La commission a ainsi emboîté le pas au Conseil fédéral. Comme lui, elle estime que l'initiative émanant des milieux UDC et UDF contredit une série de principes fondamentaux: égalité devant la loi, refus de la discrimination, liberté de croyance, proportionnalité, garantie de la propriété et respect du droit international, a indiqué son président Gerhard Pfister (PDC/ZG).

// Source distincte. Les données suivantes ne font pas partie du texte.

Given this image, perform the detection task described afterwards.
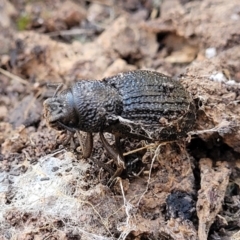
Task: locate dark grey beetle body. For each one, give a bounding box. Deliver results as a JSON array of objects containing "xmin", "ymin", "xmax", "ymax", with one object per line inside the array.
[
  {"xmin": 44, "ymin": 70, "xmax": 195, "ymax": 141},
  {"xmin": 44, "ymin": 70, "xmax": 195, "ymax": 182}
]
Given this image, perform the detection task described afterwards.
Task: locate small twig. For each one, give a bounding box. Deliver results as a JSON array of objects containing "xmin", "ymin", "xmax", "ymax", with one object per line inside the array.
[
  {"xmin": 47, "ymin": 28, "xmax": 94, "ymax": 37},
  {"xmin": 137, "ymin": 142, "xmax": 164, "ymax": 206},
  {"xmin": 123, "ymin": 143, "xmax": 157, "ymax": 156},
  {"xmin": 0, "ymin": 68, "xmax": 29, "ymax": 85}
]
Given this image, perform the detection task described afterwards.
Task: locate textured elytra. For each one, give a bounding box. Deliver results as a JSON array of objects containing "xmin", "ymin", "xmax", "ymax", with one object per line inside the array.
[{"xmin": 44, "ymin": 70, "xmax": 195, "ymax": 141}]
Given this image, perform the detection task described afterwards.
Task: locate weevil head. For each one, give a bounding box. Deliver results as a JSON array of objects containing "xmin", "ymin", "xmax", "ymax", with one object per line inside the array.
[{"xmin": 43, "ymin": 89, "xmax": 78, "ymax": 131}]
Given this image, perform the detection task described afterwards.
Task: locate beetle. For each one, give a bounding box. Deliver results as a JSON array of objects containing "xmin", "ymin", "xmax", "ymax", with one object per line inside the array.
[{"xmin": 44, "ymin": 70, "xmax": 196, "ymax": 182}]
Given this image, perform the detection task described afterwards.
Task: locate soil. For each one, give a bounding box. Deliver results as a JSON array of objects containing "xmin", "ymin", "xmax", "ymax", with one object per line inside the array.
[{"xmin": 0, "ymin": 0, "xmax": 240, "ymax": 240}]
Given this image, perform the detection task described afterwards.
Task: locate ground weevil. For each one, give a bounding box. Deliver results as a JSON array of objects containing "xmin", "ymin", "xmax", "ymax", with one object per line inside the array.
[{"xmin": 44, "ymin": 70, "xmax": 196, "ymax": 182}]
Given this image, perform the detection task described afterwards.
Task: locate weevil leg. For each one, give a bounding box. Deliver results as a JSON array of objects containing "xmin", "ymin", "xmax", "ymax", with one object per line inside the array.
[
  {"xmin": 99, "ymin": 132, "xmax": 125, "ymax": 186},
  {"xmin": 76, "ymin": 131, "xmax": 93, "ymax": 158}
]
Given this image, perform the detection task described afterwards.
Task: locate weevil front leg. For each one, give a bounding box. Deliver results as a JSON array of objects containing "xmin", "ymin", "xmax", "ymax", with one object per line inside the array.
[
  {"xmin": 99, "ymin": 132, "xmax": 126, "ymax": 186},
  {"xmin": 76, "ymin": 131, "xmax": 93, "ymax": 158}
]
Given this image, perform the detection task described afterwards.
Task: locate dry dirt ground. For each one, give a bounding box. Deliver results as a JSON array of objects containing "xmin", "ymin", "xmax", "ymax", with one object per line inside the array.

Le texte s'immisce en outre trop dans le droit cantonal, notamment concernant l'aménagement du territoire et les réglements de construction. D'un point de vue social, elle mettrait en danger la paix religieuse en Suisse. Au lieu de combattre l'islamisme fondamentaliste et violent, elle ne ferait que l'attiser.
En effet, ce texte mettrait en danger l'intégration des musulmans qui dans leur grande majorité respectent le droit helvétique, a poursuivi M. Pfister. Enfin, si l'initiative était acceptée, la Suisse ne pourrait plus tenir ses engagements internationaux. Et elle courrait le risque de se voir condamnée par le Cour européenne des droits de l'homme de Strasbourg.
Initiative valable
Malgré tous ces griefs, la commission n'a pas été jusqu'à invalider le texte. Par 17 voix contre 4, et en refusant de consulter une nouvelle fois des experts juridiques, elle a repoussé une proposition en ce sens défendue à la gauche.
La minorité défend cette position au nom de l'incompatibilité de l'initiative avec la Convention européenne des droits de l'homme (CEDH) et le Pacte de l'ONU relatif aux droits civils et politiques. Elle craint en outre des problèmes d'application concrète du texte.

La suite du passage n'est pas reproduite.